Determining whether an armed group has complied with the fair trial requirements of international humanitarian law is, according to the International Committee of the Red Cross,“a question of fact and needs to be determined on a case-by-case basis”. Very often the circumstances of such trials reveal that armed groups have not met these obligations when dealing with suspected informers or other collaborators. For example, Amnesty International has reported that trials under Hamas in Gaza of alleged collaborators with Israel were held before courts “whose proceedings are unfair and fail to respect due process”, and after interrogations said to involve torture. A number of Palestinians were summarily executed before their trials were completed. Such acts may amount to war crimes – the Ntaganda proceedings before the International Criminal Court seems to have resolved the question as to whether war crimes can be committed by members of an armed group against those on the same side.

While accommodating trials by armed groups through a flexible approach to certain fair trial requirements of Common Article 3 and Additional Protocol II, as advocated by scholars such as Johnathan Somer and Sandesh Sivakumaran, is preferable to summary executions and indefinite detention, it remains the case that in the context of punishing informers, armed groups have consciously sought to engage in spectacular displays of cruelty and violence towards those they believe have served their opponents in some way, and seemingly in deliberate defiance of established legal standards. Hamas stated that it “will not grant mercy to anyone who provides information about the resistance and its men to the enemy. Field executions will be the number one solution for them”.    

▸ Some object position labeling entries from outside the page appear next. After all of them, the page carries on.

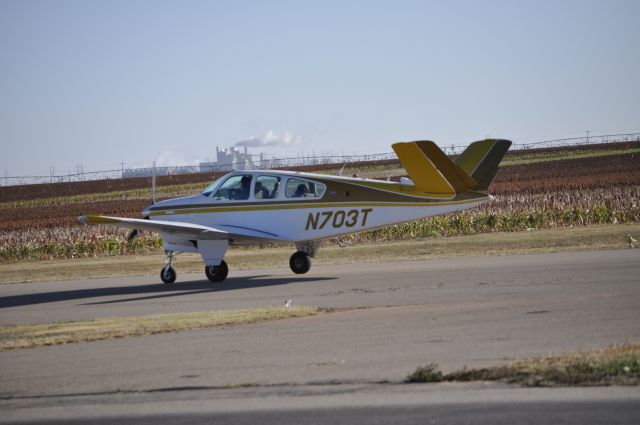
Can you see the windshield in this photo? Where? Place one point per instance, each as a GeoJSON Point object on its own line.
{"type": "Point", "coordinates": [212, 187]}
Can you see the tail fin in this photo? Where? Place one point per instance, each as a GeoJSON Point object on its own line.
{"type": "Point", "coordinates": [481, 159]}
{"type": "Point", "coordinates": [421, 168]}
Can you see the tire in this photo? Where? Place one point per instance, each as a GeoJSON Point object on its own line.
{"type": "Point", "coordinates": [168, 275]}
{"type": "Point", "coordinates": [217, 273]}
{"type": "Point", "coordinates": [300, 262]}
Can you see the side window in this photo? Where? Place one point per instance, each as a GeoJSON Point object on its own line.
{"type": "Point", "coordinates": [266, 187]}
{"type": "Point", "coordinates": [297, 188]}
{"type": "Point", "coordinates": [235, 188]}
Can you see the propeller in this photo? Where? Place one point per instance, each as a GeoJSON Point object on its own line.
{"type": "Point", "coordinates": [134, 234]}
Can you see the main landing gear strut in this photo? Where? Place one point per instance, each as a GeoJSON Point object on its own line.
{"type": "Point", "coordinates": [217, 273]}
{"type": "Point", "coordinates": [214, 273]}
{"type": "Point", "coordinates": [300, 261]}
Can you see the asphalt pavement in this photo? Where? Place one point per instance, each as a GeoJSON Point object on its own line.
{"type": "Point", "coordinates": [473, 312]}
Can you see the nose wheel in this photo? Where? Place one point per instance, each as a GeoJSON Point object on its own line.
{"type": "Point", "coordinates": [217, 273]}
{"type": "Point", "coordinates": [168, 274]}
{"type": "Point", "coordinates": [300, 262]}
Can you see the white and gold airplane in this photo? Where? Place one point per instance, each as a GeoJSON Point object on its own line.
{"type": "Point", "coordinates": [249, 207]}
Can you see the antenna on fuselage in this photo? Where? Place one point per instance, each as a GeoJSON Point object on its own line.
{"type": "Point", "coordinates": [153, 183]}
{"type": "Point", "coordinates": [343, 167]}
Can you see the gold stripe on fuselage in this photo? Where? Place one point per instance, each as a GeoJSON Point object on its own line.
{"type": "Point", "coordinates": [262, 206]}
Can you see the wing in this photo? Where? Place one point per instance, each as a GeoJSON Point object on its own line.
{"type": "Point", "coordinates": [182, 229]}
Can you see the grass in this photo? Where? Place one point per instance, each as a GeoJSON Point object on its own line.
{"type": "Point", "coordinates": [615, 365]}
{"type": "Point", "coordinates": [505, 243]}
{"type": "Point", "coordinates": [41, 334]}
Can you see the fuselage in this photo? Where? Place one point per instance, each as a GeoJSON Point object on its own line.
{"type": "Point", "coordinates": [294, 206]}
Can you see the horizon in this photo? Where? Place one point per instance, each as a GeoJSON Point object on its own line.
{"type": "Point", "coordinates": [92, 85]}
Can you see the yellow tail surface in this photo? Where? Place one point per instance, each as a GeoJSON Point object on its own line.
{"type": "Point", "coordinates": [481, 159]}
{"type": "Point", "coordinates": [433, 171]}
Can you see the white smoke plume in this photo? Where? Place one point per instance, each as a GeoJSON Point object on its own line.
{"type": "Point", "coordinates": [270, 139]}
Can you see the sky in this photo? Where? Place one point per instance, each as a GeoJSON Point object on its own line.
{"type": "Point", "coordinates": [97, 83]}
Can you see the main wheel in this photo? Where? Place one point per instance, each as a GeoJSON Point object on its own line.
{"type": "Point", "coordinates": [300, 262]}
{"type": "Point", "coordinates": [217, 273]}
{"type": "Point", "coordinates": [168, 275]}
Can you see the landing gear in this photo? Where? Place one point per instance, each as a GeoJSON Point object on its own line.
{"type": "Point", "coordinates": [217, 273]}
{"type": "Point", "coordinates": [168, 274]}
{"type": "Point", "coordinates": [300, 262]}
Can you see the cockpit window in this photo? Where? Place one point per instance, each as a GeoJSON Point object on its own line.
{"type": "Point", "coordinates": [235, 188]}
{"type": "Point", "coordinates": [297, 188]}
{"type": "Point", "coordinates": [266, 187]}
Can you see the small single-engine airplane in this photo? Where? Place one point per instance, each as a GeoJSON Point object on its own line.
{"type": "Point", "coordinates": [250, 207]}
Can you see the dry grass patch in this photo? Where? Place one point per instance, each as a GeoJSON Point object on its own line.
{"type": "Point", "coordinates": [39, 334]}
{"type": "Point", "coordinates": [615, 365]}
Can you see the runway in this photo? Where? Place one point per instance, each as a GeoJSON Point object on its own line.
{"type": "Point", "coordinates": [472, 312]}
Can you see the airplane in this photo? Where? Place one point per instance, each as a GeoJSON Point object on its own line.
{"type": "Point", "coordinates": [265, 206]}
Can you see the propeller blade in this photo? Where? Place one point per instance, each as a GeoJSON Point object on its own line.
{"type": "Point", "coordinates": [134, 234]}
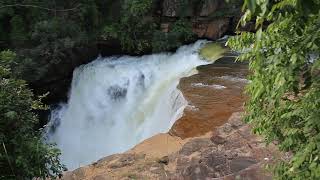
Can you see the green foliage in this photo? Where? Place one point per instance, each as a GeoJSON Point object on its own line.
{"type": "Point", "coordinates": [18, 32]}
{"type": "Point", "coordinates": [284, 103]}
{"type": "Point", "coordinates": [23, 155]}
{"type": "Point", "coordinates": [181, 32]}
{"type": "Point", "coordinates": [135, 28]}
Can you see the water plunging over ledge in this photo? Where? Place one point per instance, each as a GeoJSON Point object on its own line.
{"type": "Point", "coordinates": [117, 102]}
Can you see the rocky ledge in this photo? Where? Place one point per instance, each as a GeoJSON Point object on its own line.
{"type": "Point", "coordinates": [229, 152]}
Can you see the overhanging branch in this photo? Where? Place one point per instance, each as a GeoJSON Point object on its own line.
{"type": "Point", "coordinates": [39, 7]}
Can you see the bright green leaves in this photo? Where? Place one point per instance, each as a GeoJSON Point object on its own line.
{"type": "Point", "coordinates": [284, 103]}
{"type": "Point", "coordinates": [23, 155]}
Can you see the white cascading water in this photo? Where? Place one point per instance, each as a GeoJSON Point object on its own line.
{"type": "Point", "coordinates": [117, 102]}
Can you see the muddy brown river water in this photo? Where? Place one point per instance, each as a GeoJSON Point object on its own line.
{"type": "Point", "coordinates": [213, 95]}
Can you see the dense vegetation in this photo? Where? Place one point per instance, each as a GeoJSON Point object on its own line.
{"type": "Point", "coordinates": [42, 31]}
{"type": "Point", "coordinates": [284, 103]}
{"type": "Point", "coordinates": [23, 155]}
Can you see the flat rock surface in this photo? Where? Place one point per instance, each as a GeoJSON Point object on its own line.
{"type": "Point", "coordinates": [228, 152]}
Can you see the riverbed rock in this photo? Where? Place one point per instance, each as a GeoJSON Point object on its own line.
{"type": "Point", "coordinates": [242, 155]}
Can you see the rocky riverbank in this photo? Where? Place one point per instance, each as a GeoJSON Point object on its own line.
{"type": "Point", "coordinates": [209, 141]}
{"type": "Point", "coordinates": [229, 151]}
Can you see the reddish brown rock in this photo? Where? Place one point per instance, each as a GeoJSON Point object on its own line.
{"type": "Point", "coordinates": [242, 156]}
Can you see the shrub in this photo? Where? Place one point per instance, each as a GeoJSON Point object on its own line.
{"type": "Point", "coordinates": [23, 155]}
{"type": "Point", "coordinates": [284, 103]}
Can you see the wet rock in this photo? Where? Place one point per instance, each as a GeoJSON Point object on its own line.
{"type": "Point", "coordinates": [196, 172]}
{"type": "Point", "coordinates": [241, 163]}
{"type": "Point", "coordinates": [164, 160]}
{"type": "Point", "coordinates": [125, 160]}
{"type": "Point", "coordinates": [218, 139]}
{"type": "Point", "coordinates": [100, 177]}
{"type": "Point", "coordinates": [194, 145]}
{"type": "Point", "coordinates": [235, 120]}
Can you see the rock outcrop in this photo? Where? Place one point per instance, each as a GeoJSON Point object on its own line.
{"type": "Point", "coordinates": [228, 152]}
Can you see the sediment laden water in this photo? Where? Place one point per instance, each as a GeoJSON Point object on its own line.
{"type": "Point", "coordinates": [117, 102]}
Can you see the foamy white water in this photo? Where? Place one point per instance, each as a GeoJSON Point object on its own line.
{"type": "Point", "coordinates": [117, 102]}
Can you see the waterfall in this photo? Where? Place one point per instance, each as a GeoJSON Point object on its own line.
{"type": "Point", "coordinates": [117, 102]}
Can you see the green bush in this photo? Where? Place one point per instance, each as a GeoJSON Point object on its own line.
{"type": "Point", "coordinates": [179, 33]}
{"type": "Point", "coordinates": [23, 155]}
{"type": "Point", "coordinates": [284, 103]}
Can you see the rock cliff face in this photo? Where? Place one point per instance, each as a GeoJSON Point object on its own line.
{"type": "Point", "coordinates": [228, 152]}
{"type": "Point", "coordinates": [210, 18]}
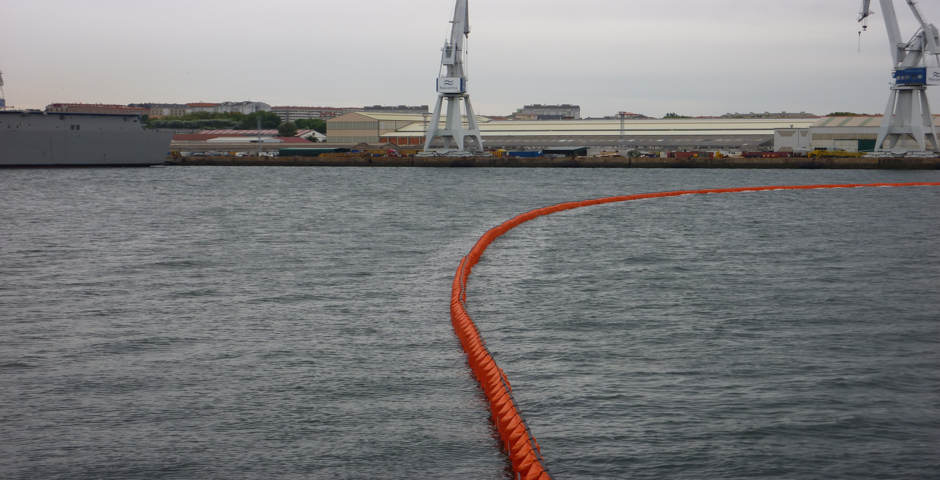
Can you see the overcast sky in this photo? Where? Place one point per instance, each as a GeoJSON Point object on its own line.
{"type": "Point", "coordinates": [696, 57]}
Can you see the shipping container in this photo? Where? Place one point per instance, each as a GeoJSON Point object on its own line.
{"type": "Point", "coordinates": [308, 152]}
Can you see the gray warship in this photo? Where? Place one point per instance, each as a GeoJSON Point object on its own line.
{"type": "Point", "coordinates": [36, 138]}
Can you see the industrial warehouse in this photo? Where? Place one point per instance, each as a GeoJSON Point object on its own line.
{"type": "Point", "coordinates": [598, 135]}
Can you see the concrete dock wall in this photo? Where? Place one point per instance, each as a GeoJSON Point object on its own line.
{"type": "Point", "coordinates": [904, 163]}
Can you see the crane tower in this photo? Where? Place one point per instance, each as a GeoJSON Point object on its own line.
{"type": "Point", "coordinates": [452, 86]}
{"type": "Point", "coordinates": [908, 115]}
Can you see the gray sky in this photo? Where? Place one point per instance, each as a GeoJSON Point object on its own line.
{"type": "Point", "coordinates": [697, 57]}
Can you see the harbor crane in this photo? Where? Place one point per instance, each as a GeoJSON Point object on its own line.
{"type": "Point", "coordinates": [452, 86]}
{"type": "Point", "coordinates": [3, 101]}
{"type": "Point", "coordinates": [908, 115]}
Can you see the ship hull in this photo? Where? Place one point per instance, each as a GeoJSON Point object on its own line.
{"type": "Point", "coordinates": [38, 139]}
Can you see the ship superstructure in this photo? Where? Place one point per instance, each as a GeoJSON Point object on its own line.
{"type": "Point", "coordinates": [33, 138]}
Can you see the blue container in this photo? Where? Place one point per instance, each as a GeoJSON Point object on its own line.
{"type": "Point", "coordinates": [911, 76]}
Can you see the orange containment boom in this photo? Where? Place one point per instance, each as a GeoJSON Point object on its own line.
{"type": "Point", "coordinates": [523, 450]}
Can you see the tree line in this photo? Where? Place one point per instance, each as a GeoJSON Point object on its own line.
{"type": "Point", "coordinates": [237, 121]}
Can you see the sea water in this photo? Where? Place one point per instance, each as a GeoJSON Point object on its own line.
{"type": "Point", "coordinates": [225, 322]}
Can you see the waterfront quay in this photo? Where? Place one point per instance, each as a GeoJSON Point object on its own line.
{"type": "Point", "coordinates": [356, 160]}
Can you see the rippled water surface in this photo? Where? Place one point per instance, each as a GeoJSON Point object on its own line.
{"type": "Point", "coordinates": [282, 323]}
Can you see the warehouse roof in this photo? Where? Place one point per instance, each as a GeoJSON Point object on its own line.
{"type": "Point", "coordinates": [611, 127]}
{"type": "Point", "coordinates": [861, 121]}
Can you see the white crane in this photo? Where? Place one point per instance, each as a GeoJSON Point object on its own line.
{"type": "Point", "coordinates": [452, 86]}
{"type": "Point", "coordinates": [3, 101]}
{"type": "Point", "coordinates": [908, 112]}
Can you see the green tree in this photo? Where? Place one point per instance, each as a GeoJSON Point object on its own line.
{"type": "Point", "coordinates": [268, 120]}
{"type": "Point", "coordinates": [287, 129]}
{"type": "Point", "coordinates": [312, 124]}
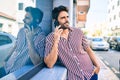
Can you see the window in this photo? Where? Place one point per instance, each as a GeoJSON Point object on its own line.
{"type": "Point", "coordinates": [20, 6]}
{"type": "Point", "coordinates": [4, 40]}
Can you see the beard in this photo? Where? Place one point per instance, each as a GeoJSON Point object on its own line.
{"type": "Point", "coordinates": [65, 27]}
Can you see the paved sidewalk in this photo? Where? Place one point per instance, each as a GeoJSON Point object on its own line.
{"type": "Point", "coordinates": [106, 73]}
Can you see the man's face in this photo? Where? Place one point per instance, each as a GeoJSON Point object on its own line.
{"type": "Point", "coordinates": [63, 19]}
{"type": "Point", "coordinates": [28, 19]}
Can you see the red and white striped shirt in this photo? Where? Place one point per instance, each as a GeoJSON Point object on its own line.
{"type": "Point", "coordinates": [71, 52]}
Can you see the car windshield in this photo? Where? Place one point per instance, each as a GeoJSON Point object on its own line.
{"type": "Point", "coordinates": [97, 39]}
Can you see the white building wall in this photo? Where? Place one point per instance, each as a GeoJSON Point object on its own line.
{"type": "Point", "coordinates": [114, 15]}
{"type": "Point", "coordinates": [8, 7]}
{"type": "Point", "coordinates": [68, 4]}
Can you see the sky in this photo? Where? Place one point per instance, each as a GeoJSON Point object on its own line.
{"type": "Point", "coordinates": [97, 12]}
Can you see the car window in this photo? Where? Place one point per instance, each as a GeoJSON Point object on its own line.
{"type": "Point", "coordinates": [4, 40]}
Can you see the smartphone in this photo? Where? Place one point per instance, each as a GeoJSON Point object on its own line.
{"type": "Point", "coordinates": [56, 23]}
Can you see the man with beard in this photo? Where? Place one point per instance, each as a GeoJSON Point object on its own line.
{"type": "Point", "coordinates": [29, 48]}
{"type": "Point", "coordinates": [69, 46]}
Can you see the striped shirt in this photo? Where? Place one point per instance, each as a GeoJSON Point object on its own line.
{"type": "Point", "coordinates": [72, 54]}
{"type": "Point", "coordinates": [20, 57]}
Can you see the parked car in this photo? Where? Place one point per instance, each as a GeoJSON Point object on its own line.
{"type": "Point", "coordinates": [7, 41]}
{"type": "Point", "coordinates": [98, 43]}
{"type": "Point", "coordinates": [112, 42]}
{"type": "Point", "coordinates": [115, 43]}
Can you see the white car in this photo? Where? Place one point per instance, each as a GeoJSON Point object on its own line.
{"type": "Point", "coordinates": [98, 43]}
{"type": "Point", "coordinates": [7, 42]}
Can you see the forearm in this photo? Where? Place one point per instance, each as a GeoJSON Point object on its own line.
{"type": "Point", "coordinates": [51, 58]}
{"type": "Point", "coordinates": [93, 57]}
{"type": "Point", "coordinates": [33, 54]}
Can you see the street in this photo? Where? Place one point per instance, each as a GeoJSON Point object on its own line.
{"type": "Point", "coordinates": [111, 58]}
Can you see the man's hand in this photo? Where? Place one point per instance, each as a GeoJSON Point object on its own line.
{"type": "Point", "coordinates": [57, 34]}
{"type": "Point", "coordinates": [29, 34]}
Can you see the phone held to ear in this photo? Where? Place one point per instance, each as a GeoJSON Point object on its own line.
{"type": "Point", "coordinates": [56, 24]}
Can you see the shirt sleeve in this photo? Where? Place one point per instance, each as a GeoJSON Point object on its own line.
{"type": "Point", "coordinates": [49, 44]}
{"type": "Point", "coordinates": [39, 44]}
{"type": "Point", "coordinates": [84, 42]}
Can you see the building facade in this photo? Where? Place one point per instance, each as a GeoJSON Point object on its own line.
{"type": "Point", "coordinates": [114, 16]}
{"type": "Point", "coordinates": [12, 14]}
{"type": "Point", "coordinates": [75, 7]}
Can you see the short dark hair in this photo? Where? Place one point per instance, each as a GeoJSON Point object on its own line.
{"type": "Point", "coordinates": [57, 10]}
{"type": "Point", "coordinates": [35, 12]}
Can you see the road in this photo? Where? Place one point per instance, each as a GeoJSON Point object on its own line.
{"type": "Point", "coordinates": [112, 59]}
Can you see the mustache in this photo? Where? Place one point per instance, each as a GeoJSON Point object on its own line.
{"type": "Point", "coordinates": [66, 22]}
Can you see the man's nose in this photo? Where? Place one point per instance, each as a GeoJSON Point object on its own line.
{"type": "Point", "coordinates": [24, 20]}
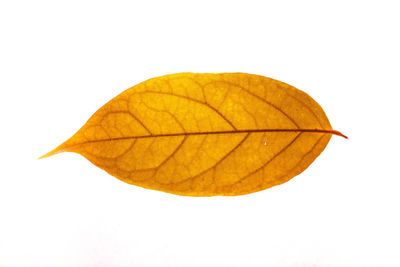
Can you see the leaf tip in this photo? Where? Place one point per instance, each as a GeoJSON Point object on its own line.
{"type": "Point", "coordinates": [52, 152]}
{"type": "Point", "coordinates": [340, 134]}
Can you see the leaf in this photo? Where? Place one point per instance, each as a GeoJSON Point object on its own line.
{"type": "Point", "coordinates": [205, 134]}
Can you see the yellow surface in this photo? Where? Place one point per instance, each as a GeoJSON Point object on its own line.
{"type": "Point", "coordinates": [205, 134]}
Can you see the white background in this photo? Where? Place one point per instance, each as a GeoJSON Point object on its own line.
{"type": "Point", "coordinates": [62, 60]}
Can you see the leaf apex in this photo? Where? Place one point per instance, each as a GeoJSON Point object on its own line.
{"type": "Point", "coordinates": [57, 150]}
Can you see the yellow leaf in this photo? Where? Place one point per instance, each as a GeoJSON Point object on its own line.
{"type": "Point", "coordinates": [205, 134]}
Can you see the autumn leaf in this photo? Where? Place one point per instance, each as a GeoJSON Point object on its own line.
{"type": "Point", "coordinates": [205, 134]}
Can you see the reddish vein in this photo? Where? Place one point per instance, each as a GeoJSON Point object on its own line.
{"type": "Point", "coordinates": [225, 132]}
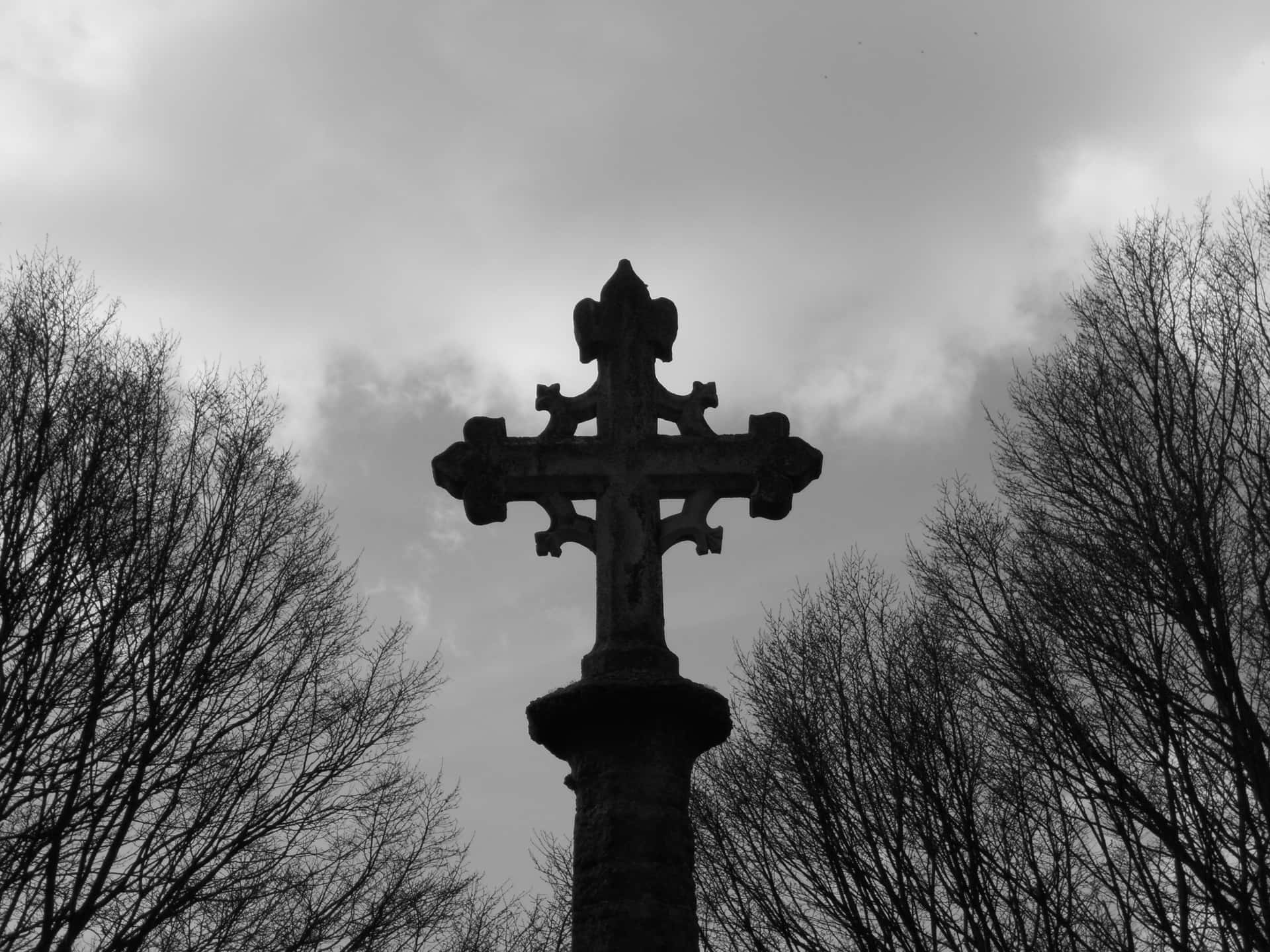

In seeking to deter other would-be collaborators, and notwithstanding legitimate questions about their capacity for convening fair trials, armed groups are in this context replicating the prior practices of States. The Lieber Code stated bluntly that “[t]he war-traitor is always severely punished”. During and after the Second World War, both Allied and Axis authorities publicly executed traitors, following trials which often lacked due process. The so-called “first war crimes trial” of the Second World War, the Krasnodar trial, saw the prosecution of a number of Russian citizens accused of treason for joining SS units during the German occupation of Soviet territory. Several were executed by hanging in front of a crowd of thousands which chanted “Death to the traitors!”, after having tried by a military tribunal without cross-examination of witnesses, adequate representation, or the right to appeal.

While such practices are less common amongst States at present, many armed groups have not foregone extra-legal and cruel methods for countering the internal threat that is presented by informers and other collaborators in their midst (whose presence is very much embraced and cultivated by their opponents, including States), despite the increasingly clear requirements of international humanitarian law, including those obligations that may have initially been developed with States in mind.